On 11th July 2021, Richard Branson made history when his rocket plane Unity successfully flew him to the edge of space and back again. Branson beat out his (often more vocal) competition to become the first person to test his plans for commercial space flights, though Jeff Bezos would follow just nine days later.
When we think about the space race, we tend to consider it as a feat of physical engineering, but software engineers shoulder a fair amount of the responsibility too – both for putting man on the moon in 1969 and for turning dreams of space tourism into a not-too-distant reality.
The first names that come into your mind when you hear ‘space race’ are likely to be men; whether that’s Neil Armstrong, Buzz Aldrin and Michael Collins or Richard Branson, Jeff Bezos and Elon Musk. But if you’ve seen Hidden Figures – or you know your space history – you’ll know that women played an instrumental role in what was to become a giant leap for mankind.
And, somewhat forgotten among them, is the woman who first coined the term ‘software engineering’.
The mother of software engineering
Margaret Hamilton was born on 17th August 1936 in Paoli, Indiana. After studying mathematics and philosophy, she began working in the meteorology department at MIT for Edward Norton Lorenz, where she would contribute to his work on chaos theory.
In the early sixties, she wrote software used by the US Air Force to search for potentially ‘unfriendly’ aircraft, as well as satellite tracking software. This work would ultimately lead to her attaining the position of Lead Developer for the Apollo flight software at NASA.
Hamilton was responsible for all the Command Module software; everything needed for navigation and lunar landing guidance. She is particularly known for her life-cycle management techniques, which makes her code incredibly reliable because it helps other Software Engineers identify and fix anomalies before they become a problem.
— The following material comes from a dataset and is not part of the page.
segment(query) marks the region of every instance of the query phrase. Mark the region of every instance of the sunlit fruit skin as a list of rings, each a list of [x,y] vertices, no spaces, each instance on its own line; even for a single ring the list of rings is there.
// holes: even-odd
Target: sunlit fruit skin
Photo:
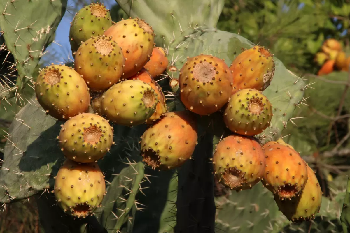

Without Hamilton, we may have considered ‘software engineering’ very differently today, as she is attributed with creating the name and helping to establish the field’s credibility. Hamilton said, “I fought to bring the software legitimacy so that it – and those building it – would be given due respect and thus I began to use the term ‘software engineering’ to distinguish it from hardware and other kinds of engineering, yet treat each type of engineering as part of the overall systems engineering process.”
Software engineering and the second race to space
As you’d expect, things have changed more than 60 years on from the original space race. Though there was a lull in the advancement of technology once the space race (and the Cold War) was won, innovation has rocketed in the last decade or so, with a new goal: to make space tourism commercially viable. In fact, it’s estimated that the global space economy could grow from $350 billion today, to more than $1 trillion in 2040, fuelled by continued technological development.
And, though legacy space businesses are still major players in the market, many of the companies driving innovation in the industry are tech businesses – approaching space travel in a totally new way.
Loft Orbital, for example, uses Python to test all of its satellites, as does Spire. Using software makes things much faster than legacy space companies can compete with, reducing projects with multi-year timescales to just a six-month time frame. Software will be every bit as important as hardware in truly conquering the final frontier.
Womankind left behind
While mankind took its giant leap and technology advances into the stratosphere, women have been left behind. Though the discipline was defined by a woman, like many STEM sectors, it has been dominated by men. Currently, women make up just 14 per cent of the software engineering workforce.
So, what will it take for womankind to have its own giant leap? As with Armstrong, progress is likely to be measured in small steps. But as the Billionaire Boys’ Club tussles for space supremacy, we must remember the people that made the journey possible and honour their legacy as we do those who write the cheques.
Margaret Hamilton legitimised the field of software engineering, and in doing so advanced the discipline, ensuring people understood its importance early on. She did so at a time when women in the US were unable to attend the Ivy League, serve on a jury or even get a credit card without a co-signature from their husbands.
Women’s equality is now enshrined in law, but things aren’t always so straightforward in the workplace. We must ensure women are given equal opportunities throughout software engineering – who knows what would have happened in the space race otherwise?